The 1970s marked true progress for sexual expression, particularly for the LGBTQ+ community. Most notably, the American Psychiatric Organization removed homosexuality from its list of disorders in 1973, the Human Rights Campaign notes, and many states overturned existing anti-sodomy laws during this era. Interestingly, oral sex gained more prominence as a foreplay activity during this time, Carpenter writes in “Virginity Lost” — it had been previously considered to be a post-sex ritual.
Once again, such cultural changes were met with strong resistance by Christian traditionalists (known as the “Christian resurgence”), though with somewhat less success than before.
The 1980s have become famous for the AIDS epidemic, which defined and hobbled the growing gay community. The first confirmed case was detected in 1981, the Center for Disease Control and Prevention notes, although viral spread had been occurring long before that incident. As cases began to rise and the consequences of HIV became better-known, a wave of fear regarding sex swept over the nation. This was accompanied by general apathy towards the sufferings of gay men and other LGBTQ+ people, who were hit the hardest. Progressive movements that started in the ‘70s were stifled by these rising sentiments.
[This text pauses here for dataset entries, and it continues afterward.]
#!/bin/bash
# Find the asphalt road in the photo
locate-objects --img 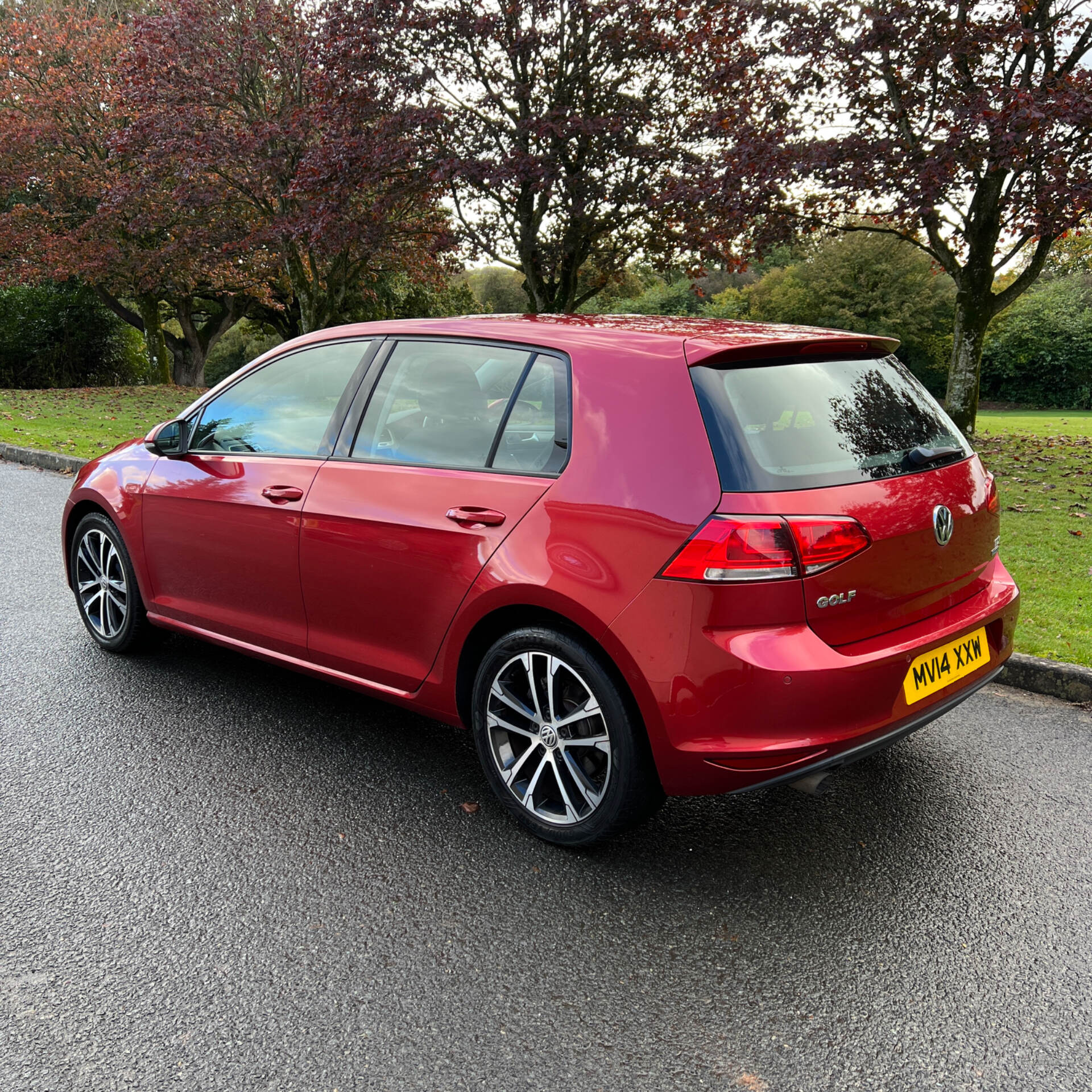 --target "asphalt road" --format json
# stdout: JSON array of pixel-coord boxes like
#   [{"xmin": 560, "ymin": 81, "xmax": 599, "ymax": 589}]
[{"xmin": 0, "ymin": 464, "xmax": 1092, "ymax": 1092}]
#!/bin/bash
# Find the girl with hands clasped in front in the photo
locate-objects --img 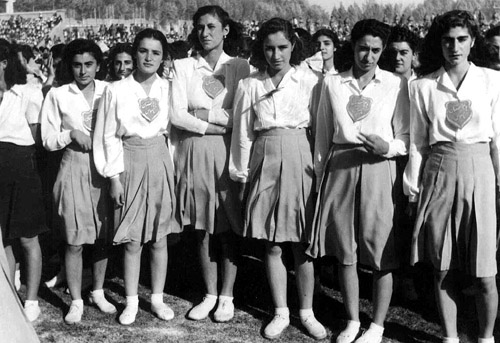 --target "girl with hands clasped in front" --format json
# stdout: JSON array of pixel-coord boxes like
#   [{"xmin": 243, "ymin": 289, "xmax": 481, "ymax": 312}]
[
  {"xmin": 404, "ymin": 10, "xmax": 500, "ymax": 343},
  {"xmin": 93, "ymin": 29, "xmax": 178, "ymax": 325},
  {"xmin": 41, "ymin": 39, "xmax": 116, "ymax": 324},
  {"xmin": 229, "ymin": 18, "xmax": 326, "ymax": 339},
  {"xmin": 308, "ymin": 19, "xmax": 409, "ymax": 343}
]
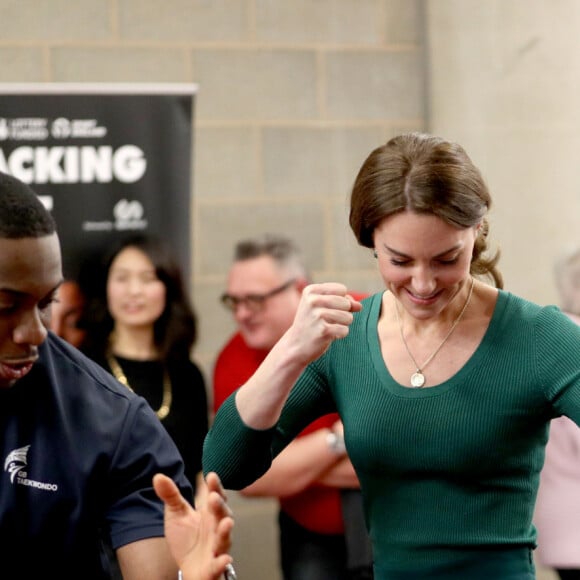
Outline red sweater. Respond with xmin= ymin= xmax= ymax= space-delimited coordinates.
xmin=213 ymin=333 xmax=344 ymax=534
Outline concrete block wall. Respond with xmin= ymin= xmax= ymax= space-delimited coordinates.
xmin=0 ymin=0 xmax=426 ymax=376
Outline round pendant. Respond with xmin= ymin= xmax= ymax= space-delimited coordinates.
xmin=411 ymin=371 xmax=425 ymax=389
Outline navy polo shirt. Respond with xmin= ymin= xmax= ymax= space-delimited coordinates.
xmin=0 ymin=333 xmax=192 ymax=579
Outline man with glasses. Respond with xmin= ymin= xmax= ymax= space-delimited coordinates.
xmin=213 ymin=235 xmax=371 ymax=580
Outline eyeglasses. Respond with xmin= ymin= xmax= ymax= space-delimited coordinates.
xmin=220 ymin=278 xmax=296 ymax=312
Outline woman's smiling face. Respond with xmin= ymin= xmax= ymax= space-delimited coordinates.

In the wake of the ongoing tragedy, Carpenter writes, the Adolescent Family Life Act initiated their famous “Just Say No” campaign to prevent premarital sex. The tragic consequences of this campaign are evident in sex education programs within the United States to this day.
1990s & early 2000s
The 1990s and early 2000s were a “recovery period” from the devastating events of the 1980s. The mistreatment of LGBTQ+ people throughout the AIDS epidemic became more widely known and condemned. As a result, members of the LGBTQ+ community gained more and more of a platform to talk about their experiences and express their identities (though not without some resistance).
While some states had already begun to remove anti-sodomy laws from their books, the 2003 Supreme Court ruling Lawrence v. Texas invalidated all of the remaining sodomy bans in the country. It also invalidated the 1986 ruling in Bowers v. Georgia, which protected such laws, that were typically weaponized against gay men.
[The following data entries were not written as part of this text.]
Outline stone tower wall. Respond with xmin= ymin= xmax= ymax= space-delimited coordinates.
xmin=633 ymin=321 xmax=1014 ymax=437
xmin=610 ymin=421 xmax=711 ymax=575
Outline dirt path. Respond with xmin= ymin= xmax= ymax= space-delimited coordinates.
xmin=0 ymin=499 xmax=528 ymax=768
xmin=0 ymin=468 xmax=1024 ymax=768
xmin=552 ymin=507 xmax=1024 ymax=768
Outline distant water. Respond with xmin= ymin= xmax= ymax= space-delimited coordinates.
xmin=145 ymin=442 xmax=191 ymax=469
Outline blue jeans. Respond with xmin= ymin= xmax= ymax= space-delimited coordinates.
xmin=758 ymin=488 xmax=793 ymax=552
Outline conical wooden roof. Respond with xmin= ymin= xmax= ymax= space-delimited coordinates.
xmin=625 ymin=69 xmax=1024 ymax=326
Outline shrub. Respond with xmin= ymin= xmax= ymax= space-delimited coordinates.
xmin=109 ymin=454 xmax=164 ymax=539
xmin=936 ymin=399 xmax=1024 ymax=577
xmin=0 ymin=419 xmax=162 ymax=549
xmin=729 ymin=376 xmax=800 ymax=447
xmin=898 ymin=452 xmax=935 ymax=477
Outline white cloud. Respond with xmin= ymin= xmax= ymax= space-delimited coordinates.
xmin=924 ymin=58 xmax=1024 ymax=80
What can we learn from this examination of sexual history? For us, a few clear patterns emerged.
First, periods of growth and stability seem to correlate more with more progressive ideas about sex, whereas periods of instability invoke a shift back towards traditional and conservative restrictions. In other words larger, global events can affect shifts in cultural attitudes about sex, which can in turn influence your individual sexual experience.
It’s also worth keeping in mind that ideas about sex come from a number of outlets, including religion, literature, educational programs, and the media. How our society thinks about sex is hugely important, because that has the power to influence people’s political rights; personal freedoms; and even their right to life, as shown by the AIDS epidemic.
Sure, we now live in an era with more sexual freedom than ever. But if you’re reading Beyond the Beez, then you likely already realize that there is still much to be done to confront misleading ideas about sex that stem from its convoluted history — and it starts with remembering how far we’ve come.
- Carpenter, Laura. Virginity Lost: An Intimate Portrait of First Sexual Experiences. NYU Press, 2005.